The CDC defines a VOI as, “A variant with specific genetic markers that have been associated with changes to receptor binding, reduced neutralization by antibodies generated against previous infection or vaccination, reduced efficacy of treatments, potential diagnostic impact, or predicted increase in transmissibility or disease severity.” While a VOC is defined as “A variant for which there is evidence of an increase in transmissibility, more severe disease (e.g., increased hospitalizations or deaths), significant reduction in neutralization by antibodies generated during previous infection or vaccination, reduced effectiveness of treatments or vaccines, or diagnostic detection failures.” So far, the CDC has not found variants of high consequence in circulation in the US.
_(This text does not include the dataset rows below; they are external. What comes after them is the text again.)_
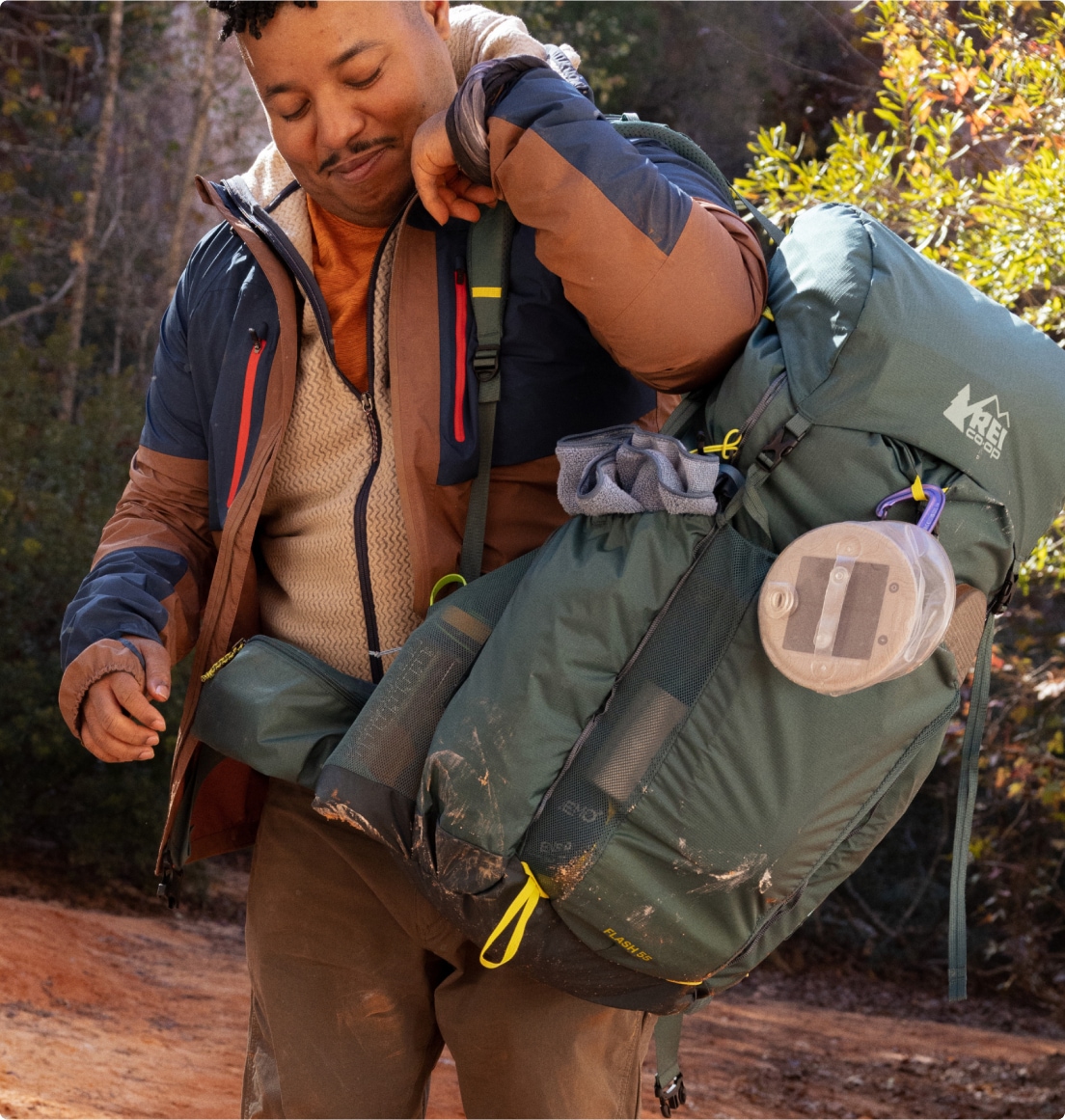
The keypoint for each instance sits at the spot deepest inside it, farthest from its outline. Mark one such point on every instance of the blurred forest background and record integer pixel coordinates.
(945, 121)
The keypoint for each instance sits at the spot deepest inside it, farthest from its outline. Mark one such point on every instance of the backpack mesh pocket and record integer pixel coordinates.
(619, 751)
(389, 742)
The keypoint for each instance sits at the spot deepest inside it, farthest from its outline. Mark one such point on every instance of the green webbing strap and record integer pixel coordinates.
(967, 801)
(668, 1049)
(487, 266)
(632, 127)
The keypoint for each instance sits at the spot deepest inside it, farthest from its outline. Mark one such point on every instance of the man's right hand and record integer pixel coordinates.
(119, 723)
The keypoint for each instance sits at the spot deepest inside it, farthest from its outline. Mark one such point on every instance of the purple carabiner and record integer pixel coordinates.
(931, 516)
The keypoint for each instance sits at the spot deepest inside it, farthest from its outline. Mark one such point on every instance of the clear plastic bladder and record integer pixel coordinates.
(853, 604)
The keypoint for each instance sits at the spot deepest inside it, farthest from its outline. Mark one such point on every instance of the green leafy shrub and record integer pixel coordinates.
(965, 161)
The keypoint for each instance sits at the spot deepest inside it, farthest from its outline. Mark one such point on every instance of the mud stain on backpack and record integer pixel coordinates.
(747, 868)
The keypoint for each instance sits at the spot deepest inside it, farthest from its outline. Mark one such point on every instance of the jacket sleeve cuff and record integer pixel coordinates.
(109, 655)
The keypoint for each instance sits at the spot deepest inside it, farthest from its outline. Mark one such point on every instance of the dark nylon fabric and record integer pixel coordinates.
(560, 380)
(683, 805)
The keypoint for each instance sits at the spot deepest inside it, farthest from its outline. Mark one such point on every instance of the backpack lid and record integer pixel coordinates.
(876, 338)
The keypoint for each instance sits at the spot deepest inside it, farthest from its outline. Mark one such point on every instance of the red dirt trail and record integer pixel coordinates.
(103, 1015)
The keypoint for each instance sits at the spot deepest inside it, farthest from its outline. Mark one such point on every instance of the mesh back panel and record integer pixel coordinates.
(617, 755)
(390, 739)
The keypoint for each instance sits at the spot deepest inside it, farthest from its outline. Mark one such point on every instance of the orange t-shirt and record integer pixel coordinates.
(342, 260)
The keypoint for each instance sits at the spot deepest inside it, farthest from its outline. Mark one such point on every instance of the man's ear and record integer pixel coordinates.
(437, 14)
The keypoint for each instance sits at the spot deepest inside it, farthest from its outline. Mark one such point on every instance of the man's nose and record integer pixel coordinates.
(340, 123)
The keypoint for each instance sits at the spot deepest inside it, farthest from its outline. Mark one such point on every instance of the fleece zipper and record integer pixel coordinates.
(235, 192)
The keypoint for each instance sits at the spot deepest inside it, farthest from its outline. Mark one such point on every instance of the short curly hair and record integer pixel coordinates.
(250, 15)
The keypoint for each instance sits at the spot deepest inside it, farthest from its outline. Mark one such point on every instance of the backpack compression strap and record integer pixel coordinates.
(487, 265)
(669, 1080)
(967, 801)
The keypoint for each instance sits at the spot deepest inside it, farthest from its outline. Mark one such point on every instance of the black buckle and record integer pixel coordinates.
(171, 885)
(672, 1097)
(1003, 595)
(486, 362)
(779, 447)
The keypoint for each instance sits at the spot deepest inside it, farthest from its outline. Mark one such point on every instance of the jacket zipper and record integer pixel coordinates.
(244, 429)
(460, 305)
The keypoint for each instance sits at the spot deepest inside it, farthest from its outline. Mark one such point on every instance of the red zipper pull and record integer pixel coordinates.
(460, 305)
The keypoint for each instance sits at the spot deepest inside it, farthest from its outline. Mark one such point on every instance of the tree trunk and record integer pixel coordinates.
(81, 251)
(196, 141)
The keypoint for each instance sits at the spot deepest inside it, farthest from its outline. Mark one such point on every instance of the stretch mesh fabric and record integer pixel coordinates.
(616, 757)
(391, 738)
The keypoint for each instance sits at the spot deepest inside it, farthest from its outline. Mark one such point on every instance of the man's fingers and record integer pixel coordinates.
(106, 719)
(111, 751)
(157, 669)
(132, 699)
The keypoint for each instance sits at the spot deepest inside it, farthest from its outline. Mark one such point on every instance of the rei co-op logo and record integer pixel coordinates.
(972, 418)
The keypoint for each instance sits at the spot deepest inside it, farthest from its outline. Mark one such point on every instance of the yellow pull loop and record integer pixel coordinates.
(521, 909)
(726, 448)
(224, 660)
(443, 583)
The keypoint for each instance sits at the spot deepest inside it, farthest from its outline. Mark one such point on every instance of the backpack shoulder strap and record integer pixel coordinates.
(487, 266)
(632, 127)
(967, 801)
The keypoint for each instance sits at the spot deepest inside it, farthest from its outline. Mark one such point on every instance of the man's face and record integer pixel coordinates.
(345, 88)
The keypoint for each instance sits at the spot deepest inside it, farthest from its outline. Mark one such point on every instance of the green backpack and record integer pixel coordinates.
(588, 760)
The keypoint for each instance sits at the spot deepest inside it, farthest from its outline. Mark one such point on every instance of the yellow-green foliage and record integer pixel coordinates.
(966, 157)
(967, 160)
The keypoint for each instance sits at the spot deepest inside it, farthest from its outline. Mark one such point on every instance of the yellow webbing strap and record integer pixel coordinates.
(521, 909)
(726, 448)
(443, 583)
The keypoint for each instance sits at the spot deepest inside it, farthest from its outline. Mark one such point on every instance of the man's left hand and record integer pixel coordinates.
(445, 190)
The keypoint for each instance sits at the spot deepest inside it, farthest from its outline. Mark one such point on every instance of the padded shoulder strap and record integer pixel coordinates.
(487, 266)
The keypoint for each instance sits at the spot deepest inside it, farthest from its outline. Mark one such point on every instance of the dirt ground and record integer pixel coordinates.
(105, 1015)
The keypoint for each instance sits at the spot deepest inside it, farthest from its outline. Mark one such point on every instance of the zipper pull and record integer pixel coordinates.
(258, 338)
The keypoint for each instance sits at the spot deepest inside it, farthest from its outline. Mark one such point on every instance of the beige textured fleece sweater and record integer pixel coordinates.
(309, 589)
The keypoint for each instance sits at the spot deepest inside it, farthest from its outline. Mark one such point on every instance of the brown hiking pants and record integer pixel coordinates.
(357, 982)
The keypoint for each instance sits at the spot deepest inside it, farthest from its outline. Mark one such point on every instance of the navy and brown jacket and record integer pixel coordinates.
(632, 279)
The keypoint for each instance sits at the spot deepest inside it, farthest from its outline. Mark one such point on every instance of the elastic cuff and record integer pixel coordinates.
(467, 117)
(109, 655)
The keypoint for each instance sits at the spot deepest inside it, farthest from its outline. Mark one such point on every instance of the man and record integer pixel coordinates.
(305, 468)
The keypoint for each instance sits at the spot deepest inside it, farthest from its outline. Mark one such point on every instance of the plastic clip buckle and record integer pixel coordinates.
(672, 1097)
(171, 885)
(1003, 595)
(779, 447)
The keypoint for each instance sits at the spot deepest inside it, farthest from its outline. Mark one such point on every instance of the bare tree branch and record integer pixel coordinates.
(197, 139)
(43, 305)
(68, 392)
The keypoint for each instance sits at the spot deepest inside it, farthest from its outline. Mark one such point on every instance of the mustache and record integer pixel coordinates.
(355, 149)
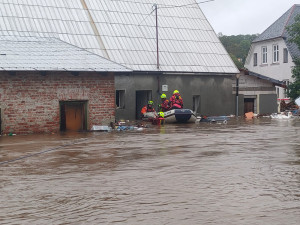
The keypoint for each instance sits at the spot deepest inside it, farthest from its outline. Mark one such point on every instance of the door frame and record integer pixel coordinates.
(82, 103)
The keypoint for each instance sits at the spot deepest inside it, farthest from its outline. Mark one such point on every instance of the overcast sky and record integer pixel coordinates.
(233, 17)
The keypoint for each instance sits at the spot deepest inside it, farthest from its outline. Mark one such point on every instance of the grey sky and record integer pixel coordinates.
(233, 17)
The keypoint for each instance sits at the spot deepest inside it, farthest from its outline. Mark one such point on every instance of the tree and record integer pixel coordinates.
(294, 33)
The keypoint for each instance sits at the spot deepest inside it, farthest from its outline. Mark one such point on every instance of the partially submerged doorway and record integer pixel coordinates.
(73, 115)
(142, 98)
(249, 105)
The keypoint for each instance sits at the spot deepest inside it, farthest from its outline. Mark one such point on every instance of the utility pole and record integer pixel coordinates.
(156, 25)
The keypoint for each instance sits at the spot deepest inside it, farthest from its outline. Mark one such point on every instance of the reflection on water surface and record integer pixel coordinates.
(245, 172)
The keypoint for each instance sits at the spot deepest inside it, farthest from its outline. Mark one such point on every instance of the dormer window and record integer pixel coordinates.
(264, 55)
(255, 59)
(275, 53)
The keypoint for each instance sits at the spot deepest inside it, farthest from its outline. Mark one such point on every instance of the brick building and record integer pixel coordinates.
(47, 85)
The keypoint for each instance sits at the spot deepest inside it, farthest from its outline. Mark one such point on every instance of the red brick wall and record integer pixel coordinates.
(30, 101)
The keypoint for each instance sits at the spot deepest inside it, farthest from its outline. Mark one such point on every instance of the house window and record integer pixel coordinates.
(264, 55)
(255, 59)
(277, 92)
(120, 99)
(285, 55)
(275, 53)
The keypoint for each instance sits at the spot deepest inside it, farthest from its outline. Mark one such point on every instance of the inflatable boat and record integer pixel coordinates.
(179, 116)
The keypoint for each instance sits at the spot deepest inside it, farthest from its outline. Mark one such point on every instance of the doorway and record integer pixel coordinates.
(142, 98)
(249, 105)
(73, 115)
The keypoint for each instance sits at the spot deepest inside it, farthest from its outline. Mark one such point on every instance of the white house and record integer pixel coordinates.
(271, 54)
(165, 43)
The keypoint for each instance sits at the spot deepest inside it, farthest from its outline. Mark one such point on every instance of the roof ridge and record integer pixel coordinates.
(277, 28)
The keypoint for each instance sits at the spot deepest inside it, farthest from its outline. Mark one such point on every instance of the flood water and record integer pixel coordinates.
(243, 172)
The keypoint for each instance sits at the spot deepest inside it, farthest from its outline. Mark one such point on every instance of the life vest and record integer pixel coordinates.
(145, 109)
(176, 101)
(164, 106)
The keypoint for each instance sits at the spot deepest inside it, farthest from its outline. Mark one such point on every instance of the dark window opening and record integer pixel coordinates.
(142, 98)
(73, 115)
(248, 105)
(285, 55)
(196, 104)
(120, 99)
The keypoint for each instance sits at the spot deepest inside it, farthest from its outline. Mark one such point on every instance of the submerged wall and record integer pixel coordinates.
(30, 100)
(214, 91)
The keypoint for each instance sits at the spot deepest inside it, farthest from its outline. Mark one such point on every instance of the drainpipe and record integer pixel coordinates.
(237, 95)
(156, 25)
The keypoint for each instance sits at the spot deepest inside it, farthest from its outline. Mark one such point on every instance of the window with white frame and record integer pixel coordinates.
(285, 55)
(255, 59)
(275, 53)
(264, 55)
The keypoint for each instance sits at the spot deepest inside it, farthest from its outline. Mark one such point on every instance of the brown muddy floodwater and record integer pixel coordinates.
(244, 172)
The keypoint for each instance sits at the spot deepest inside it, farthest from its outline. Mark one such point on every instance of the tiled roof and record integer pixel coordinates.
(50, 54)
(278, 29)
(124, 31)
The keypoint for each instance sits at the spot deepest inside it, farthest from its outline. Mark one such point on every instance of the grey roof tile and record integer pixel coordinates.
(126, 27)
(51, 54)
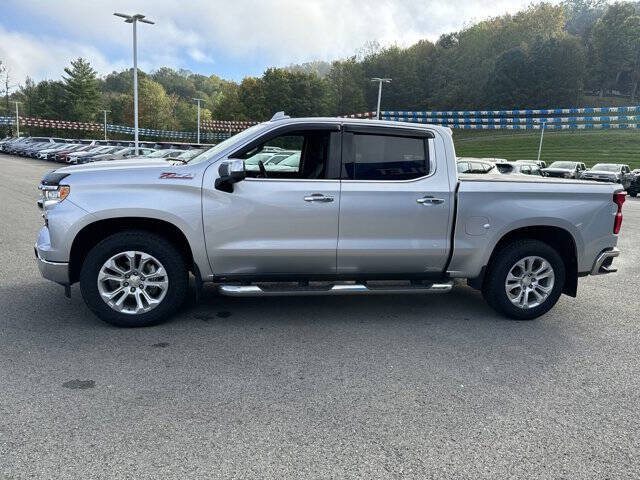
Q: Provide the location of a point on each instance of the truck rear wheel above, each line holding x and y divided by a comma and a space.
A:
134, 279
524, 280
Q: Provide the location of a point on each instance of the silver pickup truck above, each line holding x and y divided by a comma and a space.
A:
320, 206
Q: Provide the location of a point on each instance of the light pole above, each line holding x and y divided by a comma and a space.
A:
198, 100
105, 122
380, 82
134, 19
17, 119
541, 138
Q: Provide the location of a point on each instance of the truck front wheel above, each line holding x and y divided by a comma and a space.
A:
134, 279
524, 280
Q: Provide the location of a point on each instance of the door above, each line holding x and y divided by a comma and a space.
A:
395, 205
283, 218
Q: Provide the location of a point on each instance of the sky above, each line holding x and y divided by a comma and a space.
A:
232, 39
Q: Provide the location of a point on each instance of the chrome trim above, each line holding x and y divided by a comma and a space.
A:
598, 269
55, 271
341, 289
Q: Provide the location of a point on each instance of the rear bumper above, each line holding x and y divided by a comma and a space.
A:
603, 262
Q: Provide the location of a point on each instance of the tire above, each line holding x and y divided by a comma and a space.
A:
494, 289
144, 305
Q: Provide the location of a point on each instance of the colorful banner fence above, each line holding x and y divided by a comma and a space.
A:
523, 119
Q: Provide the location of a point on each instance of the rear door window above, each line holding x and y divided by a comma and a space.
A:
386, 157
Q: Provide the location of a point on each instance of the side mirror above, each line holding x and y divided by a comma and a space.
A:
230, 172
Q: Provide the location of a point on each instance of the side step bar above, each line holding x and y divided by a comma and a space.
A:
340, 289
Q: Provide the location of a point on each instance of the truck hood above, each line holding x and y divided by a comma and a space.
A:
117, 164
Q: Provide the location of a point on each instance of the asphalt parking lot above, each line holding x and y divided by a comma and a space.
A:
337, 387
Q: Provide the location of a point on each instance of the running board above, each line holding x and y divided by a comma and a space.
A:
340, 289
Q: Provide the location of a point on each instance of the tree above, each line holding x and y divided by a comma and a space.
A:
82, 91
612, 45
346, 83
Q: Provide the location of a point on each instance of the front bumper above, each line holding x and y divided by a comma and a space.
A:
55, 271
603, 262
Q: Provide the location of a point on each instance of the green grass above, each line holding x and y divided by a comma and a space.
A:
590, 147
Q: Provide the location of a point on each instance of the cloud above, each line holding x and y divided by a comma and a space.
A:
45, 58
202, 33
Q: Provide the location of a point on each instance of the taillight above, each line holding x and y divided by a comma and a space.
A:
618, 199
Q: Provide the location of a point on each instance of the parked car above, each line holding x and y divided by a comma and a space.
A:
565, 169
519, 168
189, 154
63, 155
474, 165
159, 154
540, 163
45, 152
130, 232
609, 172
97, 154
78, 155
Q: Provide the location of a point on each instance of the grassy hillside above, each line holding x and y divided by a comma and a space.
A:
613, 146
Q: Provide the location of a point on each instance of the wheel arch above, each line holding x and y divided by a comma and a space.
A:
91, 234
556, 237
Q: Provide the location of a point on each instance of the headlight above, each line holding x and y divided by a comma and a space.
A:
52, 194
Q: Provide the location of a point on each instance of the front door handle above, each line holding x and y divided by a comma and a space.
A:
429, 200
318, 197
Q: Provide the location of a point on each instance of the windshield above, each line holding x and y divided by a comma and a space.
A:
568, 165
606, 167
220, 147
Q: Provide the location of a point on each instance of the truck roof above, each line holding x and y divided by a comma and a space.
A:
361, 121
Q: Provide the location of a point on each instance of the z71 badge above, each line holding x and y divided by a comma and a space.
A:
175, 176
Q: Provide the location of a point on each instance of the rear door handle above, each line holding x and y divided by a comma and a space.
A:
318, 197
429, 200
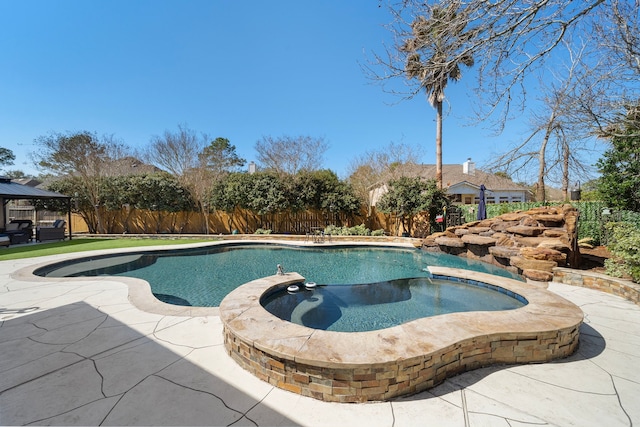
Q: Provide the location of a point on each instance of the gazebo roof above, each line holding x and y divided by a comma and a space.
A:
14, 191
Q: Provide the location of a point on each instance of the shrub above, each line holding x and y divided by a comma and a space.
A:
358, 230
625, 248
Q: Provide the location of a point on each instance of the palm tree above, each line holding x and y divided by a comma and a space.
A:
440, 39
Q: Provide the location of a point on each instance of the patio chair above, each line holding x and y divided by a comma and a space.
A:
55, 232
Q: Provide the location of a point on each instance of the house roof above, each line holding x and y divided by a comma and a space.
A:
13, 191
454, 174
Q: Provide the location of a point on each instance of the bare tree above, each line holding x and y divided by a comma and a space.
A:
506, 38
176, 152
376, 167
289, 155
557, 140
196, 163
82, 155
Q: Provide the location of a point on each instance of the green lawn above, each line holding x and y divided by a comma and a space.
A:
81, 245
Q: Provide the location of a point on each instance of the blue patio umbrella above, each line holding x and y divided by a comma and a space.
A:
482, 207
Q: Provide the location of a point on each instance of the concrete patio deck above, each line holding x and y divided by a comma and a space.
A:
80, 353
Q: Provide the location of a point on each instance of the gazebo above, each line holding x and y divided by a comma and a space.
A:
13, 191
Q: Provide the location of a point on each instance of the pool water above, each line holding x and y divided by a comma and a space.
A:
204, 276
350, 308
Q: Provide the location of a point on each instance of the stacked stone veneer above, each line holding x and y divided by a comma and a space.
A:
531, 243
405, 359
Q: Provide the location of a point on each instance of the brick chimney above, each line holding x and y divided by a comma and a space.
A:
469, 167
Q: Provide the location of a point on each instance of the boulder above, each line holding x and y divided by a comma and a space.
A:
478, 229
513, 216
528, 221
537, 275
501, 225
557, 244
554, 232
452, 242
532, 264
473, 239
542, 253
503, 251
524, 230
550, 220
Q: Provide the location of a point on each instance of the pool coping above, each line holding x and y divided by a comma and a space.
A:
404, 359
140, 293
366, 366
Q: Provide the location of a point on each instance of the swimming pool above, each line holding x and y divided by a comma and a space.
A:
359, 308
203, 276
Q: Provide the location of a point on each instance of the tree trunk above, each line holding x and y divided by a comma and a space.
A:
542, 165
439, 143
565, 171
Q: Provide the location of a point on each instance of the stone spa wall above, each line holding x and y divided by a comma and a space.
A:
401, 360
531, 243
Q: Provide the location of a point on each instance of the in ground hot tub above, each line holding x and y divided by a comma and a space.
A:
404, 359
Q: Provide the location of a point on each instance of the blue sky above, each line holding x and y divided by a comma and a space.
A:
238, 70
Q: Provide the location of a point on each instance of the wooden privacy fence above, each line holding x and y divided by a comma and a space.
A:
136, 221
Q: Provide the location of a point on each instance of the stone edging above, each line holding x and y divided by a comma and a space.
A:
405, 359
601, 282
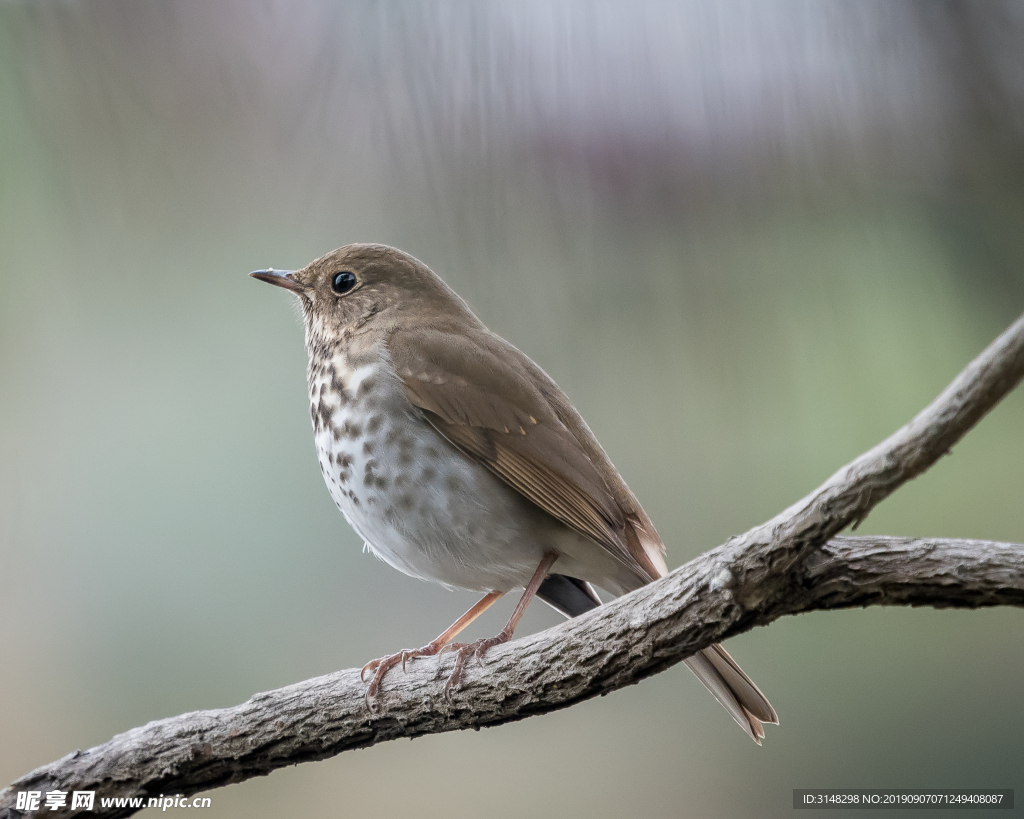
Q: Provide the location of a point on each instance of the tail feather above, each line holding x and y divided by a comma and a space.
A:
713, 665
733, 689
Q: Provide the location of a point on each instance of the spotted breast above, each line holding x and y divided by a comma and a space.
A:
418, 504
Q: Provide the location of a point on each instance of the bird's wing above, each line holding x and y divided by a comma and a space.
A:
499, 407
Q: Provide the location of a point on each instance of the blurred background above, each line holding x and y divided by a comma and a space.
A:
749, 239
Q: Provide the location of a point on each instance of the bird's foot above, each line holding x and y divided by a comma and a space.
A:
382, 665
463, 651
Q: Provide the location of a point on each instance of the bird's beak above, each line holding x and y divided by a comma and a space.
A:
283, 278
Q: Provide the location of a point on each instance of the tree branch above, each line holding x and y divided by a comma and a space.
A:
792, 563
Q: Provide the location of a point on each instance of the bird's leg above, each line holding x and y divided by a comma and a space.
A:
464, 650
382, 665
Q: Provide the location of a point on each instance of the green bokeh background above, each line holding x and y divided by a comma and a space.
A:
749, 240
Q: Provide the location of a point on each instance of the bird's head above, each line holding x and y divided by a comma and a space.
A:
358, 284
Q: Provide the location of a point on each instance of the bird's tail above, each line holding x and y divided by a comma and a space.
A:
713, 665
730, 685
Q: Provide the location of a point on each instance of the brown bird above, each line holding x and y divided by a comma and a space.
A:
458, 460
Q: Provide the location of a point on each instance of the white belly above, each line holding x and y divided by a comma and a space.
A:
419, 504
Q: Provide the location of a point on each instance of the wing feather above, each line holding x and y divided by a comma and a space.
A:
489, 400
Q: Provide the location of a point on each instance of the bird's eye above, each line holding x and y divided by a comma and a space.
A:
343, 282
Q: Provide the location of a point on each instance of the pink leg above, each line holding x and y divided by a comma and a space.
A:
480, 647
384, 664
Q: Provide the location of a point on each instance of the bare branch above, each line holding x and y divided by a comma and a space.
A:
792, 563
ARE VARIANTS DRIVING THE SURGE IN CASES?
It's hard to say. Laboratory-based studies of limited sample size suggest potential increased transmissibility, according to the WHO.
The picture is complicated because the highly transmissible B.117 variant first detected in the UK is behind spikes in some parts of India. In New Delhi, UK variant cases almost doubled during the second half of March, according to Sujeet Kumar Singh, director of the National Centre for Disease Control. The Indian variant, though, is widely present in Maharashtra, the country's hardest-hit state, Singh said.
Prominent US disease modeller Chris Murray, from the University of Washington, said the sheer magnitude of infections in India in a short period of time suggests an "escape variant" may be overpowering any prior immunity from natural infections in those populations.
"That makes it most likely that it’s B.1.617," he said. But Murray cautioned that gene sequencing data on the coronavirus in India is sparse and that many cases are also being driven by the UK and South African variants.
Carlo Federico Perno, Head of Microbiology and Immunology Diagnostics at Rome's Bambino Gesù Hospital, said the Indian variant couldn't alone be the reason for India's huge surge, pointing instead to large social gatherings.
DO VACCINES STOP IT?
One bright spot is that vaccines may be protective. White House chief medical adviser Anthony Fauci said that preliminary evidence from lab studies suggest that Covaxin appears capable of neutralizing the variant.
Public Health England said it was working with international partners but that there is currently no evidence that the Indian variant and two related variants cause more severe disease or render the vaccines currently deployed less effective.